Segundo a investigação, as senhoras passaram décadas, respectivamente 75 anos e 60 anos, trabalhando para a mesma família.
Elas trabalhavam nos serviços domésticas da casa, e foram transferidas de uma geração de empregadores para outra.
As vítimas relataram que tinham uma rotina de limpeza da casa, compras e preparo de refeições, até aos domingos.
A operação de resgate ocorreu no final de agosto, e foi um trabalho em conjunto do MTE com a Polícia Federal.
Em nota, o Ministério do Trabalho e Emprego explicou que a fiscalização do Trabalho identificou “importantes restrições à vida social das vítimas”. As mulheres prestavam trabalho doméstico sem direitos.

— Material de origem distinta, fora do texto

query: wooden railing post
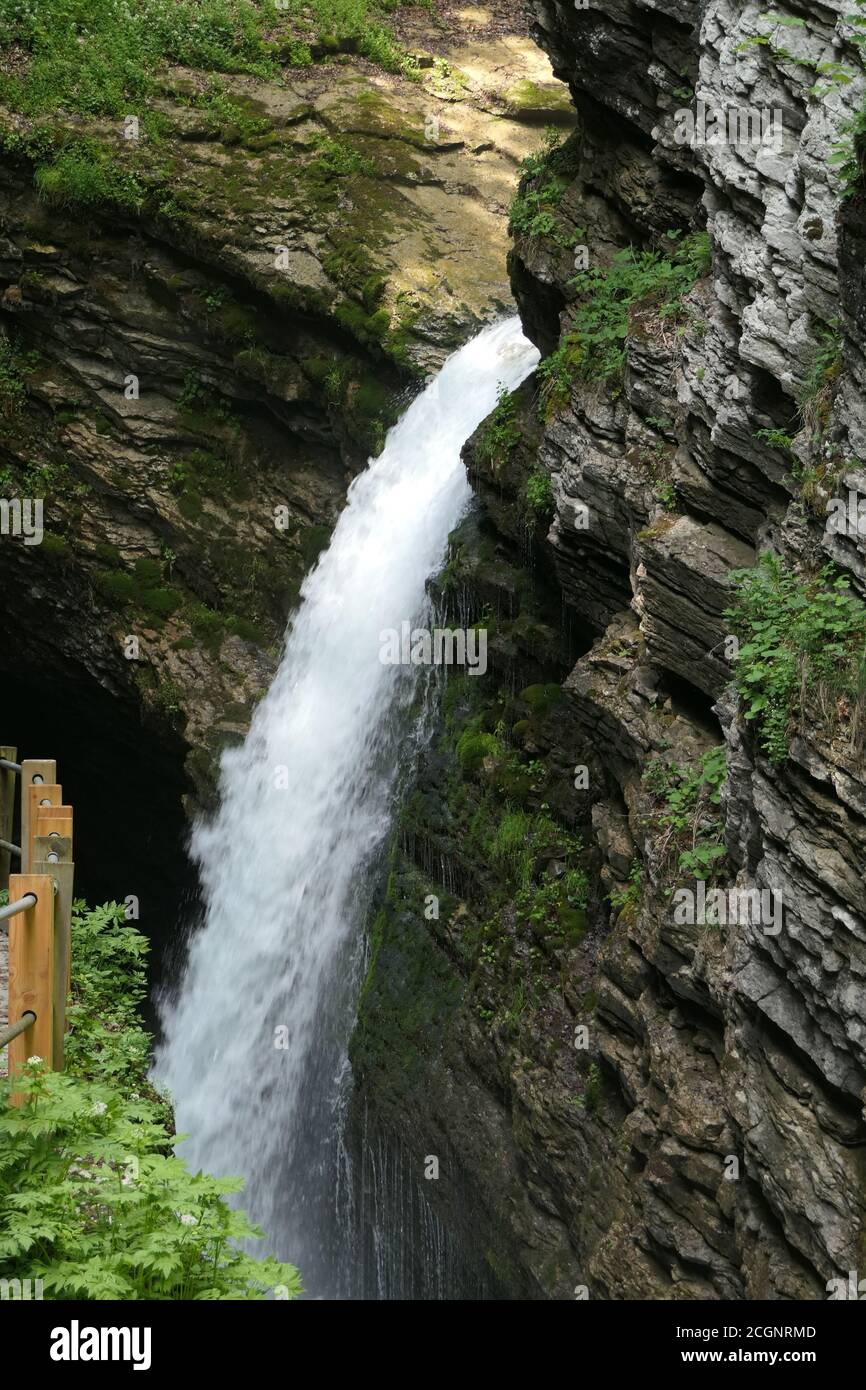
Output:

Os empregadores teriam alegado que havia uma “relação familiar” entre eles e as senhoras.
Mas, o MTE aponta que ao longo das décadas de trabalho, nenhuma das vítimas teve os mesmos acessos como oportunidades de educação, convivência social e construção autônoma de projetos de vida, que as outras pessoas do núcleo familiar.
Durante as investigações, também não foram identificados direitos patrimoniais e sucessórios – que poderiam caracterizar um verdadeiro pertencimento familiar.
As duas vítimas foram encaminhadas para acolhimento e passaram a ser acompanhadas pela rede de proteção.